Lamentations 3:40

"Let us examine our ways and test them, and let us return to the Lord."



Monday, August 22, 2011

Just Another Day in Paradise...

So, what does a typical day in the Massengill household entail??
Tons of play-time....
 Making big messes... (and then Mommy cleaning up those messes...)
And, of course, mastering new skills!
      Saturday Rylee drank out of a straw for the very first time, and today she definitely mastered that skill! She came up to a powerade I'd been drinking and just sucked a big gulp out that straw like she'd been doing it forever. My silly girl.
     The fall semester starts a week from today. This is my last fall semester as an undergraduate (I'm sure I'll have more semesters as a grad-student eventually...). It seems like I just started college. Time sure flies.
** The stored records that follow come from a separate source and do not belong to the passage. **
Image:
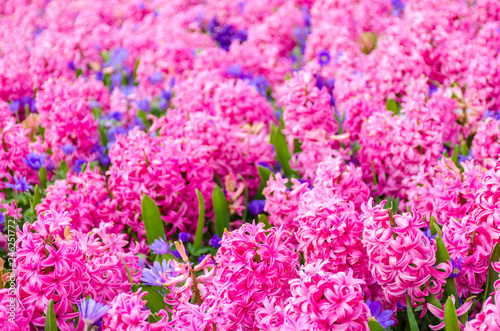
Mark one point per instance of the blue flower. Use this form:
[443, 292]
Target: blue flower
[457, 268]
[184, 237]
[157, 78]
[20, 184]
[261, 85]
[160, 246]
[323, 58]
[68, 149]
[14, 106]
[78, 165]
[35, 161]
[432, 89]
[156, 274]
[163, 104]
[256, 206]
[117, 57]
[382, 317]
[92, 311]
[428, 234]
[143, 105]
[235, 70]
[215, 241]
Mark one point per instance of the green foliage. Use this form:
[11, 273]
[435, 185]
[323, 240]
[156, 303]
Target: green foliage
[152, 219]
[221, 211]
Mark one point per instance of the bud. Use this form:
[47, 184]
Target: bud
[367, 42]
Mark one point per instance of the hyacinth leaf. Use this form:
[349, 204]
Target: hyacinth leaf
[152, 219]
[142, 116]
[63, 168]
[263, 219]
[465, 149]
[155, 301]
[128, 272]
[442, 256]
[454, 156]
[264, 174]
[374, 325]
[431, 226]
[37, 198]
[392, 105]
[43, 177]
[50, 318]
[492, 274]
[450, 317]
[283, 154]
[201, 221]
[411, 315]
[221, 211]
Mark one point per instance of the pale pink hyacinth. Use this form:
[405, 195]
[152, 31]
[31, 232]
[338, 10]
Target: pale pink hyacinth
[331, 301]
[86, 198]
[486, 145]
[330, 230]
[345, 180]
[446, 192]
[401, 258]
[54, 261]
[254, 263]
[128, 312]
[489, 318]
[282, 203]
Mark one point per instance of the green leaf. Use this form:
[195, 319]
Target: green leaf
[63, 168]
[128, 272]
[262, 218]
[465, 149]
[201, 221]
[247, 201]
[442, 256]
[492, 274]
[152, 219]
[297, 146]
[155, 301]
[450, 317]
[454, 156]
[36, 198]
[411, 315]
[221, 211]
[43, 177]
[50, 318]
[374, 325]
[142, 116]
[264, 174]
[283, 154]
[392, 105]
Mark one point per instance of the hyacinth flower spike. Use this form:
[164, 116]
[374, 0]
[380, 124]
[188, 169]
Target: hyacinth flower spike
[439, 313]
[92, 312]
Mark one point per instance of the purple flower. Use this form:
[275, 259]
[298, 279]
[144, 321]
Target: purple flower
[143, 105]
[256, 206]
[157, 78]
[457, 268]
[323, 58]
[160, 246]
[184, 237]
[92, 311]
[78, 164]
[15, 105]
[20, 184]
[35, 161]
[382, 317]
[68, 149]
[215, 241]
[157, 274]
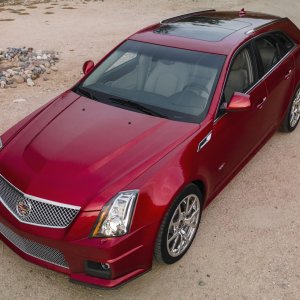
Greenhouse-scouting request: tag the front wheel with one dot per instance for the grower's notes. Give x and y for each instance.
(179, 226)
(292, 117)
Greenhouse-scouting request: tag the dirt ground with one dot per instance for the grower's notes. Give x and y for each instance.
(248, 245)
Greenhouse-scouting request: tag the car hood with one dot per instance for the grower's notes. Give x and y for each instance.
(80, 152)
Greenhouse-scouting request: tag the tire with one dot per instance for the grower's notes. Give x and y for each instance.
(291, 119)
(179, 226)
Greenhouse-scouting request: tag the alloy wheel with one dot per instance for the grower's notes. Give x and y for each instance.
(183, 225)
(295, 110)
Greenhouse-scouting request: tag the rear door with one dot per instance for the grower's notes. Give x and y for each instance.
(277, 68)
(236, 134)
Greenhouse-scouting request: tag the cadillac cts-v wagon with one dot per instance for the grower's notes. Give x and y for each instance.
(118, 169)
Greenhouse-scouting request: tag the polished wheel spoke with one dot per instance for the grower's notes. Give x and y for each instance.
(183, 225)
(295, 110)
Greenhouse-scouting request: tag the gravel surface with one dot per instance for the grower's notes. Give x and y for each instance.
(248, 244)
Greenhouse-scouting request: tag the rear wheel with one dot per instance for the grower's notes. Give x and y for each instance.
(179, 226)
(292, 117)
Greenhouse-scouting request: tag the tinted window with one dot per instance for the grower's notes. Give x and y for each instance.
(269, 51)
(175, 83)
(285, 43)
(241, 74)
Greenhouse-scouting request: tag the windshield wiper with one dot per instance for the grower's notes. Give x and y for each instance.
(136, 106)
(85, 92)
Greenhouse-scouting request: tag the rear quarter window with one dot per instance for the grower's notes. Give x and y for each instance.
(286, 43)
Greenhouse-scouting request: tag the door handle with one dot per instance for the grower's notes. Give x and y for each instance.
(288, 74)
(261, 103)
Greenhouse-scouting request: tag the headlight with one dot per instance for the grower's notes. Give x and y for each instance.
(115, 217)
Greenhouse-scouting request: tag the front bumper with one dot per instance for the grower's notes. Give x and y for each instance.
(59, 250)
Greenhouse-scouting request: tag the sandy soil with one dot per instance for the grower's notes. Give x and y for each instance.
(248, 244)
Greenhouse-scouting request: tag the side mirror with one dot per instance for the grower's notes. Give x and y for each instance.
(88, 66)
(239, 102)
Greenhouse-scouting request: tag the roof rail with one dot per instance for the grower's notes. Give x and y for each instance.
(177, 18)
(265, 25)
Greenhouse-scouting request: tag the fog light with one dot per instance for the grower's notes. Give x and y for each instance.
(105, 266)
(96, 269)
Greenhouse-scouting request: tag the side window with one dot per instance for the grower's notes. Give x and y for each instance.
(241, 75)
(286, 43)
(269, 51)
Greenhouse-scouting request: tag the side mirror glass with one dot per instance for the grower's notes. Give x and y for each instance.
(239, 102)
(88, 66)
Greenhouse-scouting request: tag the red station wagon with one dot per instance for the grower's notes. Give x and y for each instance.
(119, 168)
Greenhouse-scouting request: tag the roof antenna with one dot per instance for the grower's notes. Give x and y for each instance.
(242, 12)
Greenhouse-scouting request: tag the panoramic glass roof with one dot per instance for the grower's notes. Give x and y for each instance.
(202, 28)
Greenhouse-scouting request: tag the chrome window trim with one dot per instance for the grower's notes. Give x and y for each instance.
(262, 78)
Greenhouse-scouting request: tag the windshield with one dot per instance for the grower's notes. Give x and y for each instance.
(167, 82)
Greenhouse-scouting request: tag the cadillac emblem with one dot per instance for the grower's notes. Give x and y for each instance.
(23, 208)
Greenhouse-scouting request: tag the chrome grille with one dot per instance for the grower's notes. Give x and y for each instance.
(34, 249)
(40, 212)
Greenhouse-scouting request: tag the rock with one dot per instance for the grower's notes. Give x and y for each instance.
(30, 82)
(2, 84)
(34, 76)
(18, 79)
(19, 100)
(20, 64)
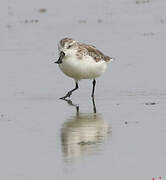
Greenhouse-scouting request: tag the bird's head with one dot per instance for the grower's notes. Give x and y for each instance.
(66, 47)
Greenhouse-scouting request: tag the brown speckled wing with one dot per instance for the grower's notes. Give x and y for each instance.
(95, 53)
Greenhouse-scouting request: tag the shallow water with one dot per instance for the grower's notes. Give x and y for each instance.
(42, 137)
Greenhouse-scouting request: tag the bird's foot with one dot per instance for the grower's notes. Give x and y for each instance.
(66, 96)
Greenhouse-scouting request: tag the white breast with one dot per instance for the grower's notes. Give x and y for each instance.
(85, 68)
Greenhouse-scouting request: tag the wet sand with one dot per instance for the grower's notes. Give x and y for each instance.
(43, 137)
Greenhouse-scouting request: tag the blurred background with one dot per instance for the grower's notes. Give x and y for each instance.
(35, 127)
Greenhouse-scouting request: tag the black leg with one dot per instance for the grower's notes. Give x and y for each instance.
(70, 92)
(93, 90)
(94, 105)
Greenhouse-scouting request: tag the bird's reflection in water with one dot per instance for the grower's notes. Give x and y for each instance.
(83, 133)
This semester I have all night classes, not by choice really, I just took the classes I needed and that's when they were offered. I think I'm going to enjoy still getting to spend my days with Rylee, but I've never really liked night classes. My brain is just not in it's best learning shape after 5 PM. But I'm sure it'll be fine. I've always just been good at school regardless. Some days I will have to spend my days in classrooms completing field hours and then spend my nights in classes. Those days are the ones that make me wanna quit.When I leave before Rylee gets out of bed and pick her up just in time to lay her down for the night, it makes me want to die just a little. I always want to be there for her. However, I know she is in AMAZING hands when I'm at school, and she is with people she loves and who love her so much. That makes it bearable. I also know that finishing college on time after having her, will set a good example for her to know how important education is. I obviously value it, considering I'm striving to be an educator. This time next year (lord willing), I will have a full-time job. That's hard for me to imagine, being away from her for 40 hours every week. It's going to be quite an adjustment. I'll get a taste of it during the Spring semester while I Student Teach. I'm so nervous about that. I'm just not used to being away from her that much. But I know I'm going to love it, so I'm sure that'll make it easier. It'll be an adjustment, but I'm trying to be willing to adjust.